Traditionelle Behinderungsbegriffe sind wenig hilfreich

Was können Schülerinnen und Schüler am Ende ihrer Schulzeit? Was nehmen sie mit an Wissen, Kenntnissen und Erfahrungen, wie viel Selbstvertrauen und Freude am Lernen oder Interesse an Neuem haben sie? Damit Lehrpersonen allen Schülerinnen und Schülern ein adäquates Lernangebot machen können, schätzen sie laufend die Voraussetzungen, die gegenwärtige Situation sowie das Potenzial der einzelnen Kinder und Jugendlichen ein. Doch was ist, wenn ein Kind eine Behinderung hat? Behinderungen schaffen Unsicherheit für alle direkt oder indirekt Betroffenen, weil damit andere Lernvoraussetzungen, besondere Anforderungen an Lernsettings, ungewohnte Interaktionsformen sowie Ungewissheit des Bildungserfolgs verbunden sind. Diese Unsicherheit kann nur reduziert werden, wenn Lehrpersonen ein besseres Verständnis der Situation des Kindes gewinnen – als Grundlage für ihr eigenes Handeln. Traditionelle Behinderungsbegriffe wie geistige Behinderung, Lernbehinderung, Körperbehinderung oder ähnliche Konzepte sind wenig hilfreich, denn sie fokussieren nur auf das, was eine Lehrperson meist nicht ändern kann.
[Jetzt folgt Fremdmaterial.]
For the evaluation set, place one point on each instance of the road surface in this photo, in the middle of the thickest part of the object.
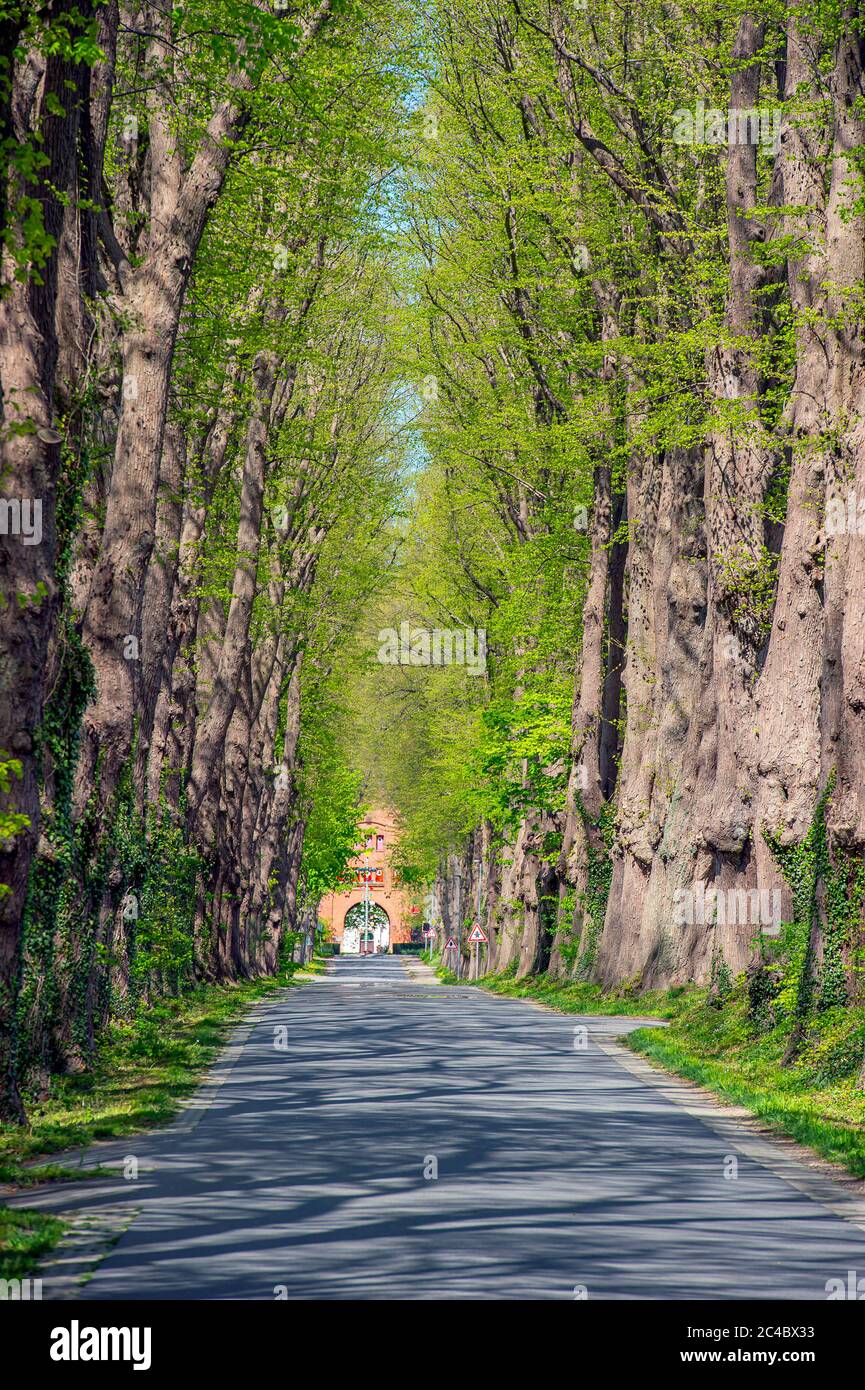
(380, 1136)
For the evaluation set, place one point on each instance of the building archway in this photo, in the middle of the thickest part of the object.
(377, 937)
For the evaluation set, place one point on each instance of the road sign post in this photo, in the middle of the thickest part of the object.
(476, 937)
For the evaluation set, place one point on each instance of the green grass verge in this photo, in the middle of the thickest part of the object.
(579, 997)
(142, 1070)
(24, 1239)
(141, 1073)
(817, 1100)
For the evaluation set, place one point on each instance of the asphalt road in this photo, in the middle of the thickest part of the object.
(378, 1136)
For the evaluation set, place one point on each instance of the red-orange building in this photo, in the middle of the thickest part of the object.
(373, 913)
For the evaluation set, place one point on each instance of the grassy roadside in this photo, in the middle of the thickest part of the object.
(719, 1045)
(142, 1070)
(577, 997)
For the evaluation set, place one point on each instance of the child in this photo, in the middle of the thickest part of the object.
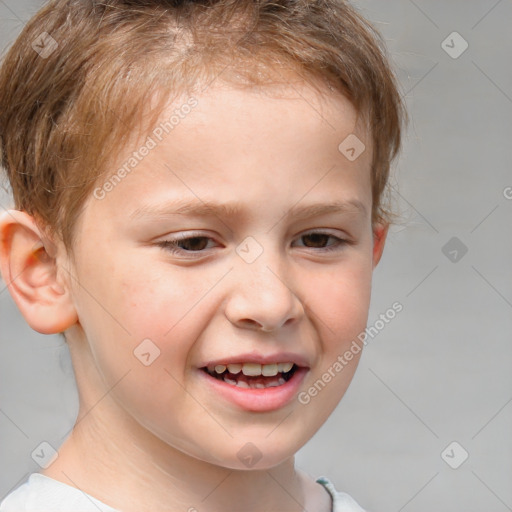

Doch auch im schulischen Kontext verwenden immer noch viele Fachpersonen ausschließlich Begriffe wie Down-Syndrom, geistige Behinderung, Aufmerksamkeitsdefizit-/Hyperaktivitätsstörung (ADHS), Verhaltensstörung, Lernbehinderung oder Autismus, wenn es darum geht, Schwierigkeiten zu erklären. Mit der Bestimmung einer Störung glaubt man zu wissen, was das Kind hat, was dem Kind fehlt und wie man ihm helfen kann. Oft bewirken solche Feststellungen genau das Gegenteil: Lehrpersonen fühlen sich hilflos, weil sie aus solchen Diagnosen keine Informationen ziehen können, die ihnen neue Handlungsmöglichkeiten aufzeigen. Komplexe Schwierigkeiten werden auf eine oft nicht einmal klar definierbare Eigenschaft des Kindes reduziert; problematische Situationen und Probleme zwischen Menschen werden zu einem Problem des Kindes gemacht.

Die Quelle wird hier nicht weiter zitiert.